It’s funny after so many years, that I would find myself creating again. In my youth writing and performing were just second nature. But with the responsibilities of a family and my subsequent mental breakdown, I abandoned art. It has only been in the last few years that I have actually gone public again with my work. Art has become my release, writing and photography have now become an extension of myself.
Hardly a day goes by that I'm not snapping a pic or jotting down a line. Since going “social”, I’ve befriended a lot of other artist working in different mediums. Some are painters, others are photographers, I’ve even befriended a few musicians along the way. Each of us doing battle with that thing that burns deep inside, that need to create.

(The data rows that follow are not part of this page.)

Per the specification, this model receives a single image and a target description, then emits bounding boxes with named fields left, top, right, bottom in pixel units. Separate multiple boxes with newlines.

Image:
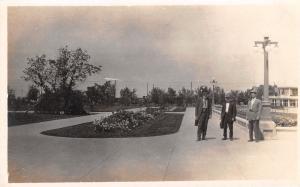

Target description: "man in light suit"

left=246, top=88, right=264, bottom=142
left=221, top=93, right=236, bottom=141
left=195, top=87, right=212, bottom=141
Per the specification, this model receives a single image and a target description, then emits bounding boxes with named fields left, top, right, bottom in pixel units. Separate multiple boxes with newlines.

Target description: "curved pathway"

left=8, top=108, right=297, bottom=182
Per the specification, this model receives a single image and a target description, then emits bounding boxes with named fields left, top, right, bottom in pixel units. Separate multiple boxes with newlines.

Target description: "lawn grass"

left=41, top=114, right=183, bottom=138
left=8, top=112, right=86, bottom=126
left=87, top=105, right=139, bottom=112
left=172, top=106, right=186, bottom=112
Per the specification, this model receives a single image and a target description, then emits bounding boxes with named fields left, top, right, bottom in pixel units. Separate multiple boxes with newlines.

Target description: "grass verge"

left=41, top=114, right=183, bottom=138
left=172, top=106, right=186, bottom=112
left=8, top=112, right=86, bottom=126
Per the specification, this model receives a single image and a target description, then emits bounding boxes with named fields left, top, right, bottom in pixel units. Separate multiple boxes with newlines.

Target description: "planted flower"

left=94, top=109, right=162, bottom=132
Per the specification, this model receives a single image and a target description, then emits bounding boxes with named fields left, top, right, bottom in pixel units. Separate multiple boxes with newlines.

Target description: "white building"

left=269, top=87, right=298, bottom=113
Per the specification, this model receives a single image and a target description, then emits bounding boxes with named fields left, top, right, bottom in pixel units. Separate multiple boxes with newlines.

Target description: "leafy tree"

left=23, top=46, right=101, bottom=112
left=177, top=87, right=195, bottom=105
left=166, top=88, right=176, bottom=104
left=150, top=87, right=165, bottom=104
left=26, top=85, right=39, bottom=102
left=86, top=81, right=116, bottom=105
left=120, top=87, right=137, bottom=106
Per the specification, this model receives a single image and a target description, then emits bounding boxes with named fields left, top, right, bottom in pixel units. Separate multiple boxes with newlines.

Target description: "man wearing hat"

left=221, top=93, right=236, bottom=141
left=246, top=88, right=264, bottom=142
left=195, top=87, right=212, bottom=141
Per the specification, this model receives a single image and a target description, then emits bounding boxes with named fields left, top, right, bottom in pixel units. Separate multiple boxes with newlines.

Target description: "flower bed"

left=272, top=115, right=297, bottom=127
left=93, top=108, right=163, bottom=133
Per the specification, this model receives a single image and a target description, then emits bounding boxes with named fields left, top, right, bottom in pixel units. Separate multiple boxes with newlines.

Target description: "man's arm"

left=232, top=103, right=237, bottom=121
left=256, top=100, right=262, bottom=120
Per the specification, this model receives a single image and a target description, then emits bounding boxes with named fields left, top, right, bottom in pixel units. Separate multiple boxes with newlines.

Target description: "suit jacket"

left=221, top=102, right=236, bottom=121
left=246, top=99, right=262, bottom=121
left=195, top=97, right=212, bottom=119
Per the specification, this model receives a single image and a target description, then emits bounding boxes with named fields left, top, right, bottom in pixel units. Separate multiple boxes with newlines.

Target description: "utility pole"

left=147, top=82, right=149, bottom=97
left=254, top=36, right=278, bottom=135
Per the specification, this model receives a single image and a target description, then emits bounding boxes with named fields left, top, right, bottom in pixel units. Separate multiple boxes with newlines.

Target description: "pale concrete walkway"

left=8, top=108, right=296, bottom=182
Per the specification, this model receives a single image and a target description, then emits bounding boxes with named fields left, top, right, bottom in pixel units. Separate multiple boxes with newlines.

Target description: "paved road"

left=8, top=108, right=297, bottom=182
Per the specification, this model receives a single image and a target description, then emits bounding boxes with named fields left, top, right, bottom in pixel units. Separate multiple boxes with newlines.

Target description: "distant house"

left=269, top=87, right=298, bottom=113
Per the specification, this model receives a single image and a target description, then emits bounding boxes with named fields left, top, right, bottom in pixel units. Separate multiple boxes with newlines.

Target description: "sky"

left=8, top=5, right=300, bottom=96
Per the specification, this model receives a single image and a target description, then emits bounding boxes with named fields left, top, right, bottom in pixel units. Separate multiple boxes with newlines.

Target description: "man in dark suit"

left=221, top=94, right=236, bottom=141
left=195, top=87, right=212, bottom=141
left=246, top=88, right=264, bottom=142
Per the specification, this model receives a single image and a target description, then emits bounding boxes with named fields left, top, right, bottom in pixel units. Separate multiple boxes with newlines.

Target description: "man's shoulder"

left=255, top=98, right=261, bottom=103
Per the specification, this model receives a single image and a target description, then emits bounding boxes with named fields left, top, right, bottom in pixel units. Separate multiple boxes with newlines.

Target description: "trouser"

left=197, top=114, right=209, bottom=139
left=249, top=120, right=264, bottom=140
left=223, top=120, right=233, bottom=138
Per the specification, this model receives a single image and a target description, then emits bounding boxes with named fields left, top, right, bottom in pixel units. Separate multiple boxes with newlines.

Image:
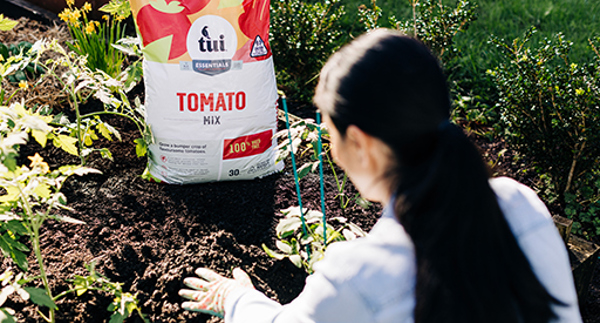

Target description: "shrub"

left=358, top=0, right=477, bottom=65
left=489, top=28, right=600, bottom=235
left=269, top=0, right=344, bottom=102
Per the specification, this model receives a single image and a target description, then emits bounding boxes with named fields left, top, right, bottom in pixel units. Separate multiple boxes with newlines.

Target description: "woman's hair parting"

left=314, top=29, right=558, bottom=323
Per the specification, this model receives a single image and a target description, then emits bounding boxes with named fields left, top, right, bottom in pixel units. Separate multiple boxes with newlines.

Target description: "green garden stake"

left=277, top=91, right=310, bottom=260
left=317, top=111, right=327, bottom=247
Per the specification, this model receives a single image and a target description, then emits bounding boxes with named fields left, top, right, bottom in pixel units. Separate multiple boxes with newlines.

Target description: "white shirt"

left=225, top=177, right=582, bottom=323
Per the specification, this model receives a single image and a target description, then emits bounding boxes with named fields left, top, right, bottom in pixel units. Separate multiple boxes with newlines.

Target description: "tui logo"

left=198, top=26, right=227, bottom=53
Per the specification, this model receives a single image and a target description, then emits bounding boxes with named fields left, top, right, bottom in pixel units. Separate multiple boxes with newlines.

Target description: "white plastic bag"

left=130, top=0, right=283, bottom=184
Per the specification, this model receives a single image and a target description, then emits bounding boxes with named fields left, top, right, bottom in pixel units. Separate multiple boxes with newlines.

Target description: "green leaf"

left=275, top=240, right=292, bottom=254
left=99, top=148, right=113, bottom=161
left=262, top=243, right=285, bottom=260
left=0, top=14, right=19, bottom=31
left=108, top=309, right=129, bottom=323
left=0, top=186, right=21, bottom=202
left=142, top=35, right=173, bottom=63
left=23, top=287, right=58, bottom=310
left=133, top=138, right=148, bottom=157
left=33, top=183, right=52, bottom=199
left=98, top=0, right=131, bottom=18
left=54, top=135, right=78, bottom=156
left=73, top=275, right=89, bottom=296
left=275, top=217, right=302, bottom=238
left=10, top=249, right=29, bottom=271
left=31, top=129, right=48, bottom=147
left=298, top=163, right=312, bottom=179
left=96, top=122, right=112, bottom=141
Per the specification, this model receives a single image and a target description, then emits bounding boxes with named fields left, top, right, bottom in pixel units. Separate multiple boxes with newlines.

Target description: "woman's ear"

left=345, top=125, right=393, bottom=176
left=345, top=125, right=373, bottom=168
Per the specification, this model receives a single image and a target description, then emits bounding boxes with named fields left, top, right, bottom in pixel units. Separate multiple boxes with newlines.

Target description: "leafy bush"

left=489, top=28, right=600, bottom=235
left=358, top=0, right=477, bottom=65
left=269, top=0, right=344, bottom=102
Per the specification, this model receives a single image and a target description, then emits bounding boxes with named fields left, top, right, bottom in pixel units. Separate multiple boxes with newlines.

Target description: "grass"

left=342, top=0, right=600, bottom=95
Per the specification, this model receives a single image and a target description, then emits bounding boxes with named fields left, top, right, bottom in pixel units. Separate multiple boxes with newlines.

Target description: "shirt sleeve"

left=225, top=273, right=372, bottom=323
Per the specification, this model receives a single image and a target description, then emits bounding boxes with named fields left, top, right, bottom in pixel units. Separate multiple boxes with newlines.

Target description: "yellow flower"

left=85, top=21, right=95, bottom=34
left=58, top=9, right=71, bottom=22
left=27, top=153, right=50, bottom=174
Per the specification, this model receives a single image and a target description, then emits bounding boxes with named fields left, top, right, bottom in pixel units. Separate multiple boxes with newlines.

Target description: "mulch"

left=0, top=12, right=600, bottom=323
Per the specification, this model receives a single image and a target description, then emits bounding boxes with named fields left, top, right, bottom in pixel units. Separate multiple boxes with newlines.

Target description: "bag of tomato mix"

left=130, top=0, right=283, bottom=184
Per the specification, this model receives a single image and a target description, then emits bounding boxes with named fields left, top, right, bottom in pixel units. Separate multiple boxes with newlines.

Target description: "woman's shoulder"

left=489, top=177, right=553, bottom=237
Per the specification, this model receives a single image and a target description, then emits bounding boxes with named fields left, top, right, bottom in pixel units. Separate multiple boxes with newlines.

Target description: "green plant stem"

left=81, top=110, right=144, bottom=135
left=52, top=287, right=106, bottom=302
left=17, top=185, right=54, bottom=322
left=325, top=152, right=348, bottom=209
left=70, top=84, right=85, bottom=166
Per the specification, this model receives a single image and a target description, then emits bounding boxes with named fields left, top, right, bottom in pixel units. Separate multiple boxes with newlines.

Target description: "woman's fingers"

left=196, top=268, right=224, bottom=282
left=179, top=289, right=206, bottom=305
left=183, top=277, right=211, bottom=291
left=232, top=268, right=254, bottom=288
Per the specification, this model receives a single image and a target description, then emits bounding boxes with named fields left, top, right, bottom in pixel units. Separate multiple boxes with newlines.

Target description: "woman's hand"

left=179, top=268, right=254, bottom=318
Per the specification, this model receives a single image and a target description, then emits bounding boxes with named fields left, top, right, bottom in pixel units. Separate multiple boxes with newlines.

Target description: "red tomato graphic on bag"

left=136, top=6, right=192, bottom=59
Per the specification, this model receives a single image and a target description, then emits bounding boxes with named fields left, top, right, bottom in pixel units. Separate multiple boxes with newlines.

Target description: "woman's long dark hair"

left=314, top=30, right=557, bottom=323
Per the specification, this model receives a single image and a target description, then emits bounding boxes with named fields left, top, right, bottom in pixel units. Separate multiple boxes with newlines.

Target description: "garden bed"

left=0, top=13, right=600, bottom=323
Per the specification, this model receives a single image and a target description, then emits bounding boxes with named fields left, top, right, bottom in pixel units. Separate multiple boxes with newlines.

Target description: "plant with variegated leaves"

left=34, top=40, right=153, bottom=165
left=262, top=206, right=367, bottom=274
left=0, top=104, right=98, bottom=322
left=54, top=262, right=150, bottom=323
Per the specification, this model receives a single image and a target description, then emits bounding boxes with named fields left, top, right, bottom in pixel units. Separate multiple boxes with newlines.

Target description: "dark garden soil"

left=0, top=13, right=600, bottom=323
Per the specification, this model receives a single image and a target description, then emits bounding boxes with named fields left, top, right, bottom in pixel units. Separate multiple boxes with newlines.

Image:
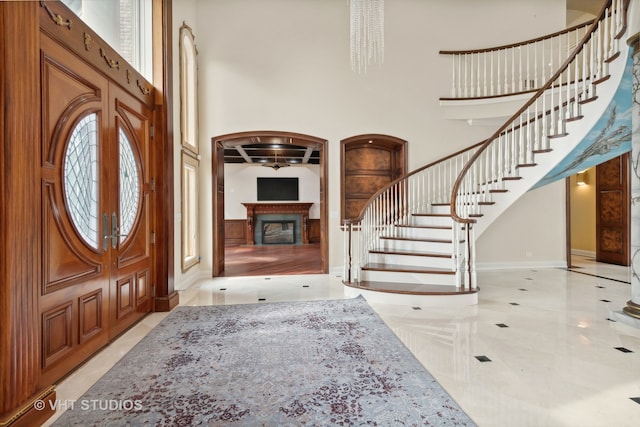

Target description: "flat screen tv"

left=258, top=178, right=298, bottom=202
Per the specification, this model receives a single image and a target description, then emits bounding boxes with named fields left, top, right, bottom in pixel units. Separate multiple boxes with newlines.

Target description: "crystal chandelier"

left=349, top=0, right=384, bottom=73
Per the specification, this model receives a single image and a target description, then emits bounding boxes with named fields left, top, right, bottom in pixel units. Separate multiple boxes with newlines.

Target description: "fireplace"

Unlike many of my peers, I am totally untrained. I majored in System Analysis and Networking, then went on to earn an MBA. Who knew I would end up back at my roots? Doing the very thing I did hidden in my room with a notebook and a pencil. Jotting down scared thoughts for no one but myself.
So where do we go from here? I for one, haven’t the slightest clue. All I know is I’m happy and more at peace with myself then… well ever. My point here isn’t to tell you to quit your “day gig”. We each have our own level of comfort to keep. All I’m saying is don’t let your dreams or desires die. Because at some point little pieces of you will die, when you abandon the thing you truly love.